Ever wonder what this strange looking vegetable was in your grocery store? 

Well, no need to wonder any longer.  This is cassava root, also known as yuca.  This long tuberous starchy root has a brown fibrous skin and white interior flesh. Because it bruises easily, it’s often sold covered in a protective wax coating.  It is widely grown all over Latin America and the Caribbean.   Cassava is incredibly versatile; it can be boiled, baked, steamed, grilled, fried, mashed or added to stews and makes a great replacement for potatoes.  Cassava starch is known as tapioca and makes a great thickening agent for puddings, gravies etc. and also a part of many gluten-free flour mixes.
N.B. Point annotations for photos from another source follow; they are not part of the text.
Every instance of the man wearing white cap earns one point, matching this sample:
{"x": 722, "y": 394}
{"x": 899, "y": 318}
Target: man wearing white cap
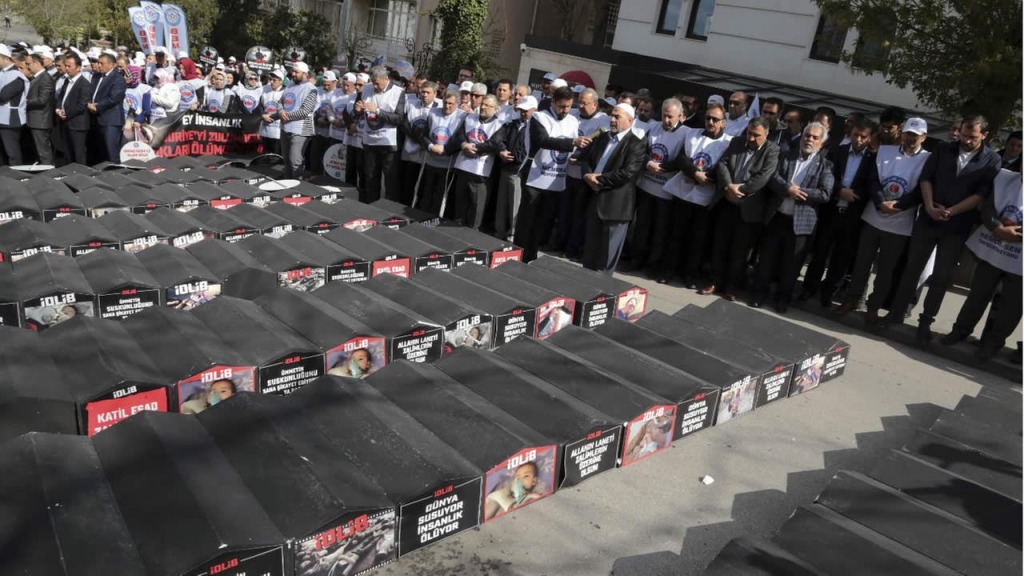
{"x": 553, "y": 135}
{"x": 13, "y": 91}
{"x": 296, "y": 114}
{"x": 382, "y": 106}
{"x": 611, "y": 165}
{"x": 514, "y": 138}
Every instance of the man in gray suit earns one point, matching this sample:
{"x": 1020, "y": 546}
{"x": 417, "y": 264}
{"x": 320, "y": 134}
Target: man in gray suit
{"x": 803, "y": 181}
{"x": 742, "y": 178}
{"x": 41, "y": 106}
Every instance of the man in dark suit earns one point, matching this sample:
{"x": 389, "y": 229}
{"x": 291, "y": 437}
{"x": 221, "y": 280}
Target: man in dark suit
{"x": 742, "y": 176}
{"x": 107, "y": 106}
{"x": 804, "y": 181}
{"x": 72, "y": 111}
{"x": 611, "y": 166}
{"x": 40, "y": 109}
{"x": 853, "y": 171}
{"x": 955, "y": 179}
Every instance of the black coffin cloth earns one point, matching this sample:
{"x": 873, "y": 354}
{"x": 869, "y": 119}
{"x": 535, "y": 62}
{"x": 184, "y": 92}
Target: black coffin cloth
{"x": 33, "y": 397}
{"x": 58, "y": 515}
{"x": 166, "y": 466}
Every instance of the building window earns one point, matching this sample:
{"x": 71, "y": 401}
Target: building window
{"x": 828, "y": 40}
{"x": 390, "y": 18}
{"x": 700, "y": 16}
{"x": 668, "y": 19}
Cassava fries are a staple in our house.  It does require a little work, but the end result is delicious!



1 cassava root

1 tbsp. olive oil

1 or more teaspoons of spices ( i used smoked paprika)

salt and pepper



Preheat oven to 425F.

Bring a large pot of water to a boil.

Cut cassava into 3 sections and peel using a knife or vegetable peeler.



Cut each section into wedges.

Rinse to remove excess starch.

Add cassava to a boiling water and cook for 10 minutes or until  fork tender.

Drain cooked cassava and season with spices, salt and pepper and toss to coat.


Place on baking sheet and bake 20 minutes, flip and cook an additional 10 to 15 minutes

Serve just as you would French fries.